この連載では、先が見えないプロジェクトを「暗闇プロジェクト」を担当するマネジャーにとって参考になりそうなヒントやノウハウを紹介している。

 前回(エンジニアの常識はマネジャーには「非常識」、意識を変えないと地雷踏む)は、エンジニア出身の新任マネジャーが陥りやすい注意点を説明した。今回は新任あるいは他の会社から転職したマネジャーが押さえておきたい二つのセオリーを見ていく。

セオリー1
「顧客満足度」を自分なりに解釈してメンバーに伝える

 IT企業N社のトップが掲げるスローガンは「顧客満足第一」。新年のメッセージなど、事あるたびに顧客満足第一を強調する。当然、部長もこのスローガンをよく口にする。

 こうしたスローガンは通常、部長止まりで、現場のマネジャーが真に受けて実際に行動するケースは少ない。顧客満足第一を徹底して実践すると大赤字になり、上から雷が落ちるのが分かりきっているからだ。ところが真面目な若手マネジャーのD氏は、このスローガンを忠実に実践しようと努めた。

「収支は絶対に大丈夫なのだろうな?」

 システム開発プロジェクトで、顧客からの要求は多岐にわたる。ユーザーインタフェースの軽微な修正など、半人日程度の作業で済む要求であれば、当然対応する。

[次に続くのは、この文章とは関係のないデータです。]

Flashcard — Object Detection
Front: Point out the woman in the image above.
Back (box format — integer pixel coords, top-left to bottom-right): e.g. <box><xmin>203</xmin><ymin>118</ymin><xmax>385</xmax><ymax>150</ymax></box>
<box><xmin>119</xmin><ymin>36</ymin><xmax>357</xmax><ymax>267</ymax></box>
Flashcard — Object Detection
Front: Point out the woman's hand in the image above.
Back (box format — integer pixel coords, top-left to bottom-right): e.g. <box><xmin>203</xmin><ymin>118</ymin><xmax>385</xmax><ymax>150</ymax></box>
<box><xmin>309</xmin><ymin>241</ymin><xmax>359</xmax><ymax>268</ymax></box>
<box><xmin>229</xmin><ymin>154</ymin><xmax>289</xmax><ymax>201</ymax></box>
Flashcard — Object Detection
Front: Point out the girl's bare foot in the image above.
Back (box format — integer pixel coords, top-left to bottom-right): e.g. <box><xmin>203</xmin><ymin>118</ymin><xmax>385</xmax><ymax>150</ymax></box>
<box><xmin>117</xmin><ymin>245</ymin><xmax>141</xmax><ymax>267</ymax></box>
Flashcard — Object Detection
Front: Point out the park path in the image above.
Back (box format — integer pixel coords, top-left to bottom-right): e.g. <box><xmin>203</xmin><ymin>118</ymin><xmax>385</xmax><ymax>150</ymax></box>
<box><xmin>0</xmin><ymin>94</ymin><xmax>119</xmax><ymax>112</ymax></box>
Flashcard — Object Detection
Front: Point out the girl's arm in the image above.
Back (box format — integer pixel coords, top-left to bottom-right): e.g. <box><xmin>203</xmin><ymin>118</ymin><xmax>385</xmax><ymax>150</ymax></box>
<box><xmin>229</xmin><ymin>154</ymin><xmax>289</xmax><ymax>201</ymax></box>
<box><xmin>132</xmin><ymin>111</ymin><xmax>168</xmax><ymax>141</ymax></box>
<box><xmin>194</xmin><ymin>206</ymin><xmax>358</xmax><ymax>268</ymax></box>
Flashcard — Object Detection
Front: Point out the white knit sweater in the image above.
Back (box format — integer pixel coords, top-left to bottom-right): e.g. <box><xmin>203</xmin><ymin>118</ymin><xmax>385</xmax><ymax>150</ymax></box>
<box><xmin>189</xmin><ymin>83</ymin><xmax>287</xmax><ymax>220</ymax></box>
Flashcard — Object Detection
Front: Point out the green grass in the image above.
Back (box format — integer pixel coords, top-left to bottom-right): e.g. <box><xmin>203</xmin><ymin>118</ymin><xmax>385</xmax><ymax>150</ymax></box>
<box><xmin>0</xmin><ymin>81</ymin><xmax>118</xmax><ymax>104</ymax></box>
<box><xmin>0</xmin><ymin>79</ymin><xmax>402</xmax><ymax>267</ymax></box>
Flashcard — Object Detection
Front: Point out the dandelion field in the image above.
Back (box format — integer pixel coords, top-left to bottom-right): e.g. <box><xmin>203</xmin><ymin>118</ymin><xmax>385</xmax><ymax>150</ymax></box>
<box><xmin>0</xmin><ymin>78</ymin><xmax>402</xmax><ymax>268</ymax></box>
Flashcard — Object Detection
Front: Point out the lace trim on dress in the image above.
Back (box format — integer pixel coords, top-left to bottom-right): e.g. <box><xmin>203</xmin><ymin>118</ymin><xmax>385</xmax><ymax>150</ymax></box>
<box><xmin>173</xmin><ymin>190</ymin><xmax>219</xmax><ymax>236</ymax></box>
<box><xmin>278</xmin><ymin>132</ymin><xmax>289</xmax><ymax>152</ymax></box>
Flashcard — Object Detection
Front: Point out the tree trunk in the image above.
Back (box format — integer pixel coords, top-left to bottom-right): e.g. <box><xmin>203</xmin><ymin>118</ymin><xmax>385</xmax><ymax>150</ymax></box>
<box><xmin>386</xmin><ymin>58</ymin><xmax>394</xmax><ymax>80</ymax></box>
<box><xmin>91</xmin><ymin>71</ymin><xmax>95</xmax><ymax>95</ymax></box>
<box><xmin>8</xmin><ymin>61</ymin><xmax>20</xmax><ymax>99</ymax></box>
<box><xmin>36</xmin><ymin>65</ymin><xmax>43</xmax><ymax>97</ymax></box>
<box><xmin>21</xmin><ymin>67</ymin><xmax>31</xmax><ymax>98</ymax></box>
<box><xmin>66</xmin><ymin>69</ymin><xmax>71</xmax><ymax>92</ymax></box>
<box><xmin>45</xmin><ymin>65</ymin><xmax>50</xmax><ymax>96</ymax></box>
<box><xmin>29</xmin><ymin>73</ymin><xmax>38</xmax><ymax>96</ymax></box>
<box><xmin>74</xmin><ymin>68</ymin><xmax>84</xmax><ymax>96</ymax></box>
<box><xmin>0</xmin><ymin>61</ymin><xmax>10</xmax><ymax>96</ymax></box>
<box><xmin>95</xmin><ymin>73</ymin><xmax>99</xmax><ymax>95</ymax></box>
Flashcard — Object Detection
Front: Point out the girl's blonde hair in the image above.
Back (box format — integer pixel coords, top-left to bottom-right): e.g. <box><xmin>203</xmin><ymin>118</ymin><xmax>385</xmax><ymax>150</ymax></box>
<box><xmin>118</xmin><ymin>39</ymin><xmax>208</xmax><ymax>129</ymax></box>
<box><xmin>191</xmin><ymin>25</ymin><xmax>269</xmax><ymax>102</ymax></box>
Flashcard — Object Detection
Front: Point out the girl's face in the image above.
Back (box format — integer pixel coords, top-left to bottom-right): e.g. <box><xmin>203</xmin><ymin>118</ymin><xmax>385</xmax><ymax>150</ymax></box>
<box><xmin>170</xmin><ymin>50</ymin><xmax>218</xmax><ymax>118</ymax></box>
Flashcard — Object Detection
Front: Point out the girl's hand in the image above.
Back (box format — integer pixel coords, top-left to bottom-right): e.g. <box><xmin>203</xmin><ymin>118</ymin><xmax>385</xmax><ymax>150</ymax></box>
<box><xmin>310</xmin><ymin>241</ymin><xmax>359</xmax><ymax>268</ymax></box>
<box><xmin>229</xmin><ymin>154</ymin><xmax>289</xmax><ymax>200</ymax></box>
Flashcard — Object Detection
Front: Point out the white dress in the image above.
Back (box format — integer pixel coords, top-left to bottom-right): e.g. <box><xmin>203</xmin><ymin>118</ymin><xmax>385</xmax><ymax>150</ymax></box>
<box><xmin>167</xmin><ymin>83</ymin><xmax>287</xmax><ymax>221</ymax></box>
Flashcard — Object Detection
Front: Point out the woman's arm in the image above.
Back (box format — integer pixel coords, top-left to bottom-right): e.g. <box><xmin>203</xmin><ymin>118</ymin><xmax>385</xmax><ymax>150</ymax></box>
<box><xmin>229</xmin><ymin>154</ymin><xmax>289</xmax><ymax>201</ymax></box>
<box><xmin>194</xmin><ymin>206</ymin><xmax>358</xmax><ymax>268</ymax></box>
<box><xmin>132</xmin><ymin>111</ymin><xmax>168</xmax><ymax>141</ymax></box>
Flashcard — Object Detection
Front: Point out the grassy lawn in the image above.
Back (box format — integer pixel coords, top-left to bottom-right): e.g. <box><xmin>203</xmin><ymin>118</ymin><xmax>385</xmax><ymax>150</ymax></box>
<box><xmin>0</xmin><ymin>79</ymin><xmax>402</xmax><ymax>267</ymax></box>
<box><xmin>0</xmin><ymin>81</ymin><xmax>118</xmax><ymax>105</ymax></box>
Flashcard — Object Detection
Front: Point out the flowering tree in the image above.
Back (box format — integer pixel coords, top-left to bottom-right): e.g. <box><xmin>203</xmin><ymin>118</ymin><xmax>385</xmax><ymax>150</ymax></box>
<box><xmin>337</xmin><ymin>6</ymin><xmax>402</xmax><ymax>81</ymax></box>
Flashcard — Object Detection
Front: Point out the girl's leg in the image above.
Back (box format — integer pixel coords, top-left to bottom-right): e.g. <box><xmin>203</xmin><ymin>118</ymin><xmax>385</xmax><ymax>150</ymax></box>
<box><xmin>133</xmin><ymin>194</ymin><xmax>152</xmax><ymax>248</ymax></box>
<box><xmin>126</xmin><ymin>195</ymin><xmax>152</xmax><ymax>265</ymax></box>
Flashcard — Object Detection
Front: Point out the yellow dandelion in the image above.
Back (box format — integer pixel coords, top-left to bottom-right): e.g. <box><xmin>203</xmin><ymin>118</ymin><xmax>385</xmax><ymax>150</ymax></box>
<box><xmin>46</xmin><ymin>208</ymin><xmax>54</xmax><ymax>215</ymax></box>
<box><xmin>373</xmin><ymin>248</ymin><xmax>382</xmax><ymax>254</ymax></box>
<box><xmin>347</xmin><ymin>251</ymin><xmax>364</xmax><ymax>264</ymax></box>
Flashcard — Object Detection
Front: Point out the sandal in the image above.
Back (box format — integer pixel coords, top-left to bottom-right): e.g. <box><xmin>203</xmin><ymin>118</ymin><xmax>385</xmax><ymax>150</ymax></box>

 しかし、サブシステムを新たに構築するといった大きな機能追加ではあれば、現場レベルで判断せず、承認を仰ぐのが普通だ。ところがD氏はこのレベルの機能追加であっても、現場の作業状況や残りの工期を見て「いける」と判断し、二つ返事で引き受けた。

 D氏はこの件について、社内のプロジェクト報告会議で事後承諾の形で部長に報告した。その際に「顧客からは大変感謝されました」と付け加えた。

 事前に全く話を聞いていなかった部長は多少驚いた顔をしながら、「プロジェクトの収支は絶対に大丈夫なのだろうな?」とD氏に何度も念を押した。

 D氏はこの言葉に若干戸惑った。自分としては、顧客満足第一というトップの方針に忠実に従って判断したつもりだ。「お褒めの言葉」をもらえるかも、との期待も抱いていた。ところが、部長の口から出てくるのは数字の話だけ。D氏は「大丈夫です」と答えたが、部長は渋い表情のままだ。